Non è vero che la scuola
uccida sempre il piacere della letteratura. Anzi, in taluni casi, permette
l'incontro dei ragazzi, altrimenti interessati alla tecnologia, alle ragazze
e allo sport, con la bellezza e la necessità della poesia.
È quello che è capitato a me con Montale. Studiato a scuola, le sue
poche liriche riportate nell'antologia mi hanno colpito al punto da
spingermi a volerne sapere di più. Capivo che il poeta ligure esprimeva
compiutamente cose che io oscuramente avvertivo. Una sintonia, dunque,
un'affinità misteriosa e profonda, che si verifica quando incontriamo
le pagine degli scrittori che più amiamo.
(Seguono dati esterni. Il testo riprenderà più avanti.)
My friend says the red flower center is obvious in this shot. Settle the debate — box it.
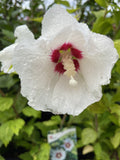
[56,152,62,158]
[65,143,71,148]
[51,43,83,74]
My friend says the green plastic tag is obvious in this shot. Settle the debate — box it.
[48,128,78,160]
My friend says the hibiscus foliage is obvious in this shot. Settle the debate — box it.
[0,0,120,160]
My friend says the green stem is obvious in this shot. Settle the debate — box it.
[60,114,67,129]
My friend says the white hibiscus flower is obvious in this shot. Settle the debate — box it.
[51,148,66,160]
[0,5,118,115]
[63,138,74,151]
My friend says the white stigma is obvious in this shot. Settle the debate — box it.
[69,76,78,87]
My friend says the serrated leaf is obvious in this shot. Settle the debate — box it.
[19,152,33,160]
[0,75,19,89]
[2,29,15,43]
[92,10,105,19]
[24,125,34,136]
[0,108,16,123]
[0,118,25,146]
[9,118,25,135]
[30,143,50,160]
[110,104,120,116]
[111,129,120,149]
[35,116,60,137]
[55,0,70,7]
[0,97,13,112]
[94,143,110,160]
[81,128,97,145]
[22,107,41,118]
[95,0,107,8]
[82,145,94,155]
[30,17,43,23]
[0,122,14,146]
[15,94,27,113]
[114,39,120,56]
Ho sentito l'esigenza di leggermi altre poesie, di andare oltre il
programma scolastico. L'incanto è continuato.
Privo di formazione accademica, studente di un istituto commerciale,
con al vocazione per il canto, Montale è un poeta di respiro europeo.
Vivere è, secondo Montale, un'esperienza intrisa di dolore. "Spesso
il male di vivere ho incontrato". Un destino a cui nessun uomo
può sfuggire. Soltanto il distacco e l'indifferenza sembrano garantire
l'assenza di dolore, al prezzo, forse, di una diminuzione di umanità.
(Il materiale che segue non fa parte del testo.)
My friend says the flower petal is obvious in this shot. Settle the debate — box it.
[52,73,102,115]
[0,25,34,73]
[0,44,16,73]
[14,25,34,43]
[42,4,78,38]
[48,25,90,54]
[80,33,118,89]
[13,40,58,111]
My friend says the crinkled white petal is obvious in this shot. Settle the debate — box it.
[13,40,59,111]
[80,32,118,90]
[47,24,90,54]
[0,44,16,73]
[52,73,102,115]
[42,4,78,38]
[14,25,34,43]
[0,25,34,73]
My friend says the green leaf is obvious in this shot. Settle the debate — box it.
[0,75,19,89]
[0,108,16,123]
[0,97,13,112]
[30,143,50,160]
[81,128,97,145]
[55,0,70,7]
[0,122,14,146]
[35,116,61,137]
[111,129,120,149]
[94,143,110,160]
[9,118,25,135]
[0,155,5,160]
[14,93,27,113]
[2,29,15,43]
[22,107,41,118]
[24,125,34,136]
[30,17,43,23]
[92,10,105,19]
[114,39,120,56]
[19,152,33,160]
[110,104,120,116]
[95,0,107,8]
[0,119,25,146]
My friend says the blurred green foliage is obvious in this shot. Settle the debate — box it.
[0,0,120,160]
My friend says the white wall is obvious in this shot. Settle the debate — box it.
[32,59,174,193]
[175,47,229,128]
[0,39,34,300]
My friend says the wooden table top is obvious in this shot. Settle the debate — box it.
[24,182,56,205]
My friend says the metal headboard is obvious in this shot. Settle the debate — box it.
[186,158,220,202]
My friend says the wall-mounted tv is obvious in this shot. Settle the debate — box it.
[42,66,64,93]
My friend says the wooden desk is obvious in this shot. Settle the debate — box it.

Altrove ("Meriggiare pallido e assorto") l'esistenza
umana viene paragonata a un "seguitare una muraglia/ che ha in
cima cocci aguzzi di bottiglia".
L'uomo non può aspirare, inoltre, nel dipanarsi della propria
esperienza terrena, ad una conoscenza organica, articolata, totale,
positiva. Egli non può chiedere, nemmeno agli amici poeti, più di "qualche
storta sillaba". Non esiste "la parola che squadri da
ogni lato", la verità netta e incontrovertibile. La nostra
conoscenza non è soltanto limitata, ma per lo più negativa. Sappiamo
soltanto "ciò che non siamo, ciò che non vogliamo".
L'uomo moderno è un uomo che non solo ad ogni passo conosce il
dolore, ma che ha perso la propria sicurezza. Non gli è più possibile
procedere senza curarsi della propria "ombra", termine
carico di significati, di vaga ascendenza junghiana mi viene da pensare,
"che la canicola/ stampa sopra uno scalcinato muro".
Montale
rifugge dai toni declamatori, turgidi, retorici. Ne "I
limoni" esprime questa sua poetica quotidiana, dimessa,
diffida dei nomi roboanti e "poco usati", cui
ricorrono nelle loro liriche "i poeti laureati". Egli
preferisce gli "erbosi fossi", le pozzanghere, gli "orti,
tra gli alberi di limoni".
La donna non è in Montale
essere inferiore, dipendente, ma musa ispiratrice. Indimenticabile è "Ho
sceso, dandoti il braccio, almeno un milione di scale",
dedicata al ricordo di Drusilla Tanzi, la bellisssima Mosca, dove
accanto all'amore per la compagna di tutta una vita e al ricordo dei
momenti felici vissuti insieme, riemerge il tema della precarietà
della condizione umana: "Ora che non ci sei è il vuoto ad
ogni gradino".
Messaggi densi, comunicati in una lingua
scabra e ammaliante, come il paesaggio ligure ritratto, che continuano
ad esercitare ancora il loro fascino e la loro influenza su tanta
produzione letteraria contemporanea.